Cefepime/zidebactam

Combination of
- Cefepime: Cephalosporin antibacterial
- Zidebactam: Beta-lactamase inhibitor and non-beta-lactam antibacterial

Clinical data
- Trade names: Zaynich
- AHFS/Drugs.com: Monograph
- License data: US DailyMed: Cefepime and zidebactam;
- Routes of administration: Intravenous
- ATC code: J01DE51 (WHO) ;

Legal status
- Legal status: US: ℞-only;

Identifiers
- KEGG: D13313;

= Cefepime/zidebactam =

Combination antibiotics

Cefepime/zidebactam, sold under the brand name Zaynich, is a fixed-dose combination used for the treatment of complicated urinary tract infections. It contains cefepime, a cephalosporin antibacterial; and zidebactam, a beta-lactamase inhibitor and non-beta-lactam antibacterial.

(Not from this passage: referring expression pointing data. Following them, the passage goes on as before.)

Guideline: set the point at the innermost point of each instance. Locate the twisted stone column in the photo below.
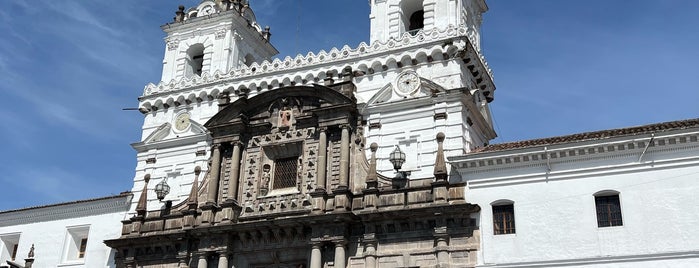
(322, 158)
(235, 173)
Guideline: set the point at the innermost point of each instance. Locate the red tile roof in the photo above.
(595, 135)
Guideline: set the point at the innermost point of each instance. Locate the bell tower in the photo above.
(393, 18)
(215, 36)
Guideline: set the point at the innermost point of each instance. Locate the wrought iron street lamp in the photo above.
(397, 158)
(162, 189)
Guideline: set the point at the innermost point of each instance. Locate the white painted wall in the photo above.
(555, 216)
(47, 228)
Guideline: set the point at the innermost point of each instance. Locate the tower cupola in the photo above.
(393, 18)
(215, 36)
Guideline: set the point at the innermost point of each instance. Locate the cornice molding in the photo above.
(452, 42)
(542, 168)
(575, 152)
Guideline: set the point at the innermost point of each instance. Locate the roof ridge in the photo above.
(591, 135)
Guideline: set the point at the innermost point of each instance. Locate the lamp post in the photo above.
(397, 158)
(162, 189)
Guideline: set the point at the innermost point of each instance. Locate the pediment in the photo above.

It was approved for medical use in the United States in May 2026.

== Medical uses ==
Cefepime/zidebactam is indicated for the treatment of adults with complicated urinary tract infections including pyelonephritis caused by designated susceptible microorganisms.

== Society and culture ==
=== Legal status ===
Cefepime/zidebactam was approved for medical use in the United States in May 2026.

=== Names ===
Cefepime/zidebactam is sold under the brand name Zaynich.